= Protest theatre in the Philippines =

The use of theatre as a venue for protest in the Philippines has had a long history dating back to its colonial history, and continuing into the present day. It played a particularly important part during the Philippine American War, the Second World War, and during the Dictatorship of Ferdinand Marcos. But its development and prominence persisted and continues beyond those periods.

== During the Philippine American War==
The use of theater as a form of political expression became a historically notable practice during the Philippine–American War, especially in the latter parts of the conflict after the forces of the First Philippine Republic had effectively been subdued. It became a means for Filipino writers who were sympathetic to Filipino nationalism, such as Juan Matapang Cruz, Aurelio Tolentino, Juan Abad, to express dissent to the American occupation of the Philippines.

== During World War II ==
Theater became a prominent venue for surreptitious protests during the Japanese occupation of the Philippines, to the degree that National Artist Daisy Hontiveros-Avellana called the era the "Golden Age of Philippine Theater." With plays being a popular form during this time, artists expressed dissent secretly in small, inconspicuous references which were understood by the viewers, but which slipped past censors. Resistance fighters also used plays as convenient venues for meetings, with the cast ready with prearranged signals in case Japanese authorities arrived and the fighters had to quickly get away.

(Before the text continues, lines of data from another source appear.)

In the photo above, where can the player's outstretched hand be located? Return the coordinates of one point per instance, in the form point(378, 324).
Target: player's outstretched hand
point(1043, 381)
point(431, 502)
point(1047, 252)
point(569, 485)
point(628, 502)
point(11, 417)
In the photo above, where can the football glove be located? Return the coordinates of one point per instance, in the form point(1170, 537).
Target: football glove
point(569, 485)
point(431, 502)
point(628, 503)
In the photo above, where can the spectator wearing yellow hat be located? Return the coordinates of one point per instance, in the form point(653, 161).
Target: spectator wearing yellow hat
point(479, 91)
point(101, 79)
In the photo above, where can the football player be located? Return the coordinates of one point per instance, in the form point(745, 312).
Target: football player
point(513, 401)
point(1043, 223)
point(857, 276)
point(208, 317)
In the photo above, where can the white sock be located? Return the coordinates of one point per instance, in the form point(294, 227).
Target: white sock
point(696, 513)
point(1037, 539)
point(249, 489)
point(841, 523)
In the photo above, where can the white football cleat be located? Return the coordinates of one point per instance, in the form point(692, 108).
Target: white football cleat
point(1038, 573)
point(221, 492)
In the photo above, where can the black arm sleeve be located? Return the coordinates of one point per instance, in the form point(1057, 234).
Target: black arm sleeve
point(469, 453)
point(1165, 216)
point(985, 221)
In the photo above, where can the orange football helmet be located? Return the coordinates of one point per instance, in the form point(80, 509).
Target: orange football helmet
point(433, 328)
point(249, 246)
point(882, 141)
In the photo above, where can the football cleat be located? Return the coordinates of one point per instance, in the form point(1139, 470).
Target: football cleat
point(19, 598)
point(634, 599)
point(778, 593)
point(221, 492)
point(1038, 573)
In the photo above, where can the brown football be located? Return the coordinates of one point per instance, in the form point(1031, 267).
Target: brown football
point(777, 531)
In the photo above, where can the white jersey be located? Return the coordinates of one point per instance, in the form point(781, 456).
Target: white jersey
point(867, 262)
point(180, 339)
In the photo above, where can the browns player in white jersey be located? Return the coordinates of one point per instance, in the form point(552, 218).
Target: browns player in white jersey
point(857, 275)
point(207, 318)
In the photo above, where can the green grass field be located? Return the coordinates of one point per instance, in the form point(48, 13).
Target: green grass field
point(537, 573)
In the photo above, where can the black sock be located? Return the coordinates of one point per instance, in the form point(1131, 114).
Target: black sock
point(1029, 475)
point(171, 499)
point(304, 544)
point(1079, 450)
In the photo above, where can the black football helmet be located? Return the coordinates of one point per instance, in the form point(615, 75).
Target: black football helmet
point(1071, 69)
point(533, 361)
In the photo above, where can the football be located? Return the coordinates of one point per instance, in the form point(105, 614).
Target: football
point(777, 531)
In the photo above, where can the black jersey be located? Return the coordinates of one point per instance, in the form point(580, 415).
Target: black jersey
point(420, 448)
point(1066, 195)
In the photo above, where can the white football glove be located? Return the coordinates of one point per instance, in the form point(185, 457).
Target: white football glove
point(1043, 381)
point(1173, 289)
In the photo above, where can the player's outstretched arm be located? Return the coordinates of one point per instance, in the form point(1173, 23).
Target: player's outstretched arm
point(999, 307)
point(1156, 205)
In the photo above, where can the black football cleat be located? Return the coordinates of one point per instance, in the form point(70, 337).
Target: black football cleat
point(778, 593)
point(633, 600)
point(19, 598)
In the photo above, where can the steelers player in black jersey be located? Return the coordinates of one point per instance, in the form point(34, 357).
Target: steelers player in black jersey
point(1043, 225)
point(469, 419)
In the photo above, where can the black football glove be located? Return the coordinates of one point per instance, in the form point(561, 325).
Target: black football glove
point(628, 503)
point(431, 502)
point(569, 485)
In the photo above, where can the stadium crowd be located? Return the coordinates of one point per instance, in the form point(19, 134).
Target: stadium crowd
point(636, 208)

== During the Post-war era ==
With sudden cultural chaos that came after the end of the war and the sudden political shift from the Commonwealth to the Third Philippine Republic, alongside the decimation of political infrastructure which came with the sheer devastation of Manila, Theater performances in the immediate postwar reconstruction period took a sudden shift towards mainstream western influences, featuring broadway hits and renditions of Shakespeare.

The rise of nationalism in the 1960s saw theatre companies began to correct for this shortcoming. Productions in local languages, which had been considered "baduy" ("lame") in the early 1960s, had become the norm by the time the decade ended. In the universities, pioneering cultural workers began establishing theater companies whose raison d'etre involved reaching out to the common Filipino, rather than the rich audiences whose tastes had dominated cultural life in the capital up to that point. These included the University of the Philippines Mobile Theater of Wilfredo Ma. Guerrero and the Kamanyang Players (later renamed "Samahang Kamanyang") of the Philippine College of Commerce. Cecile Guidote-Alvarez also established the Philippine Educational Theater Association (PETA) as a vehicle for Philippine Theater to play a role in the development of the country's people and society.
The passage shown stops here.